In den Kirchen des Nahen Ostens sind jedoch manche der alten aramäischen Überlieferungen bewahrt.
- Die Peschitta, die aramäische Bibel, die bis ins 4. Jh zurückreicht, und sich auf mündliche und alte aramäische schriftl. Überlieferungen stützt, hat laut ihrer eigenen Aussage den ursprünglicheren Erzählstrom bewahrt.
- Sprachforscher versuchen heute, die alten Erzählbilder wieder zugänglich zu machen, und zur Mehrdeutigkeit zurückzukehren, die in den Worten selbst impliziert ist.
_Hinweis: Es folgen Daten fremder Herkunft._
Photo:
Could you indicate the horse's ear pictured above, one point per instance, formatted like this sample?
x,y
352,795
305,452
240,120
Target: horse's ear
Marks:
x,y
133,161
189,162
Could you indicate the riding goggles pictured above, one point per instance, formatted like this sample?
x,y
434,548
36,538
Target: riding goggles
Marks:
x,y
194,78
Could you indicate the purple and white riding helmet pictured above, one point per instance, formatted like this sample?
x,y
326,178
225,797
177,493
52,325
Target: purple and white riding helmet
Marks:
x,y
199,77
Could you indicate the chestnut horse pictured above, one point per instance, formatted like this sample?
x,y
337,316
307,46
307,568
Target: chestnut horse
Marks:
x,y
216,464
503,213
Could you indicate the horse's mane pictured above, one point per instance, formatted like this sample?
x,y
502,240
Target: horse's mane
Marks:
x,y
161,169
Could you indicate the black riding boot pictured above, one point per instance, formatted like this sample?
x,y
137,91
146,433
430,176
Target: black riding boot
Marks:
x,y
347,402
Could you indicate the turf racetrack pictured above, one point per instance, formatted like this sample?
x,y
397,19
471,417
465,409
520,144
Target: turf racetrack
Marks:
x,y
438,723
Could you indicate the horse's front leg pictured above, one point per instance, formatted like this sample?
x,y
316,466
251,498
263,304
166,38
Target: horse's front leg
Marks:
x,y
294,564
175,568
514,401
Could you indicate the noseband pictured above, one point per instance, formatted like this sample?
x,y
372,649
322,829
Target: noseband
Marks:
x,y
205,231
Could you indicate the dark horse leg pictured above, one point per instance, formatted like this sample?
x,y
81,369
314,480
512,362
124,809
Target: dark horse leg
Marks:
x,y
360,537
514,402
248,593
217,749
Sie versuchen den damals aufleuchtenden Wortfeldern auf die Spur zu kommen. Diese Forschungen sind aber in der deutschsprachigen Theologie noch nicht angekommen. Inzwischen kursieren verschiedene Versuche der Übersetzung. Aus den altaramäischen Texfassungen stammt der Text, der den „aramäischen Vater-unsern“ zugrundeliegt.
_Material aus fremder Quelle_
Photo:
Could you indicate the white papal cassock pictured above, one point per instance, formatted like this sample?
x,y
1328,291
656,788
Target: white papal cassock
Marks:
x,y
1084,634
- Im Aramäischen gibt es für Gott sowohl das Wort Alaha= heilige Einheit, die nichts ausschließt, sowie Abwun= zeugend-gebärende immerwährende Schöpferkraft, männlich- weiblich-jenseits allem. Hebräisch heisst es auch in der Bibel: Abba, lieber Vater. Der alttestamentliche Gottesname ist – ebenfalls auf hebräisch JHWH. Dieser durfte nach dem Exil ca. 700 bis 539 v. Chr. nicht ausgesprochen werden und wurde unterschiedlich umschrieben: Der Name, Der Ewige, der Heilige, die Ewige, der Ort, Elohim, Adonaj, etc.
Alle anderen Gottesnamen bezeichnen nur Qualitäten Gottes, z.B. Herr der Heerscharen. Jesus hat das familiäre auf Vertrautheit im Umgang schließende Abba „Papa“ verwendet.
- Das aramäische Wort für Gebet heißt „eine Falle Stellen“ und damit etwas „einfangen“, wir könnten heute sagen: die richtige Frequenz suchen, um Gott zu „hören“, „sich ausrichten“. Es geht weniger ums reden, als darum in eine Beziehung zu gehen. also weniger reden, als ein in Beziehung kommen.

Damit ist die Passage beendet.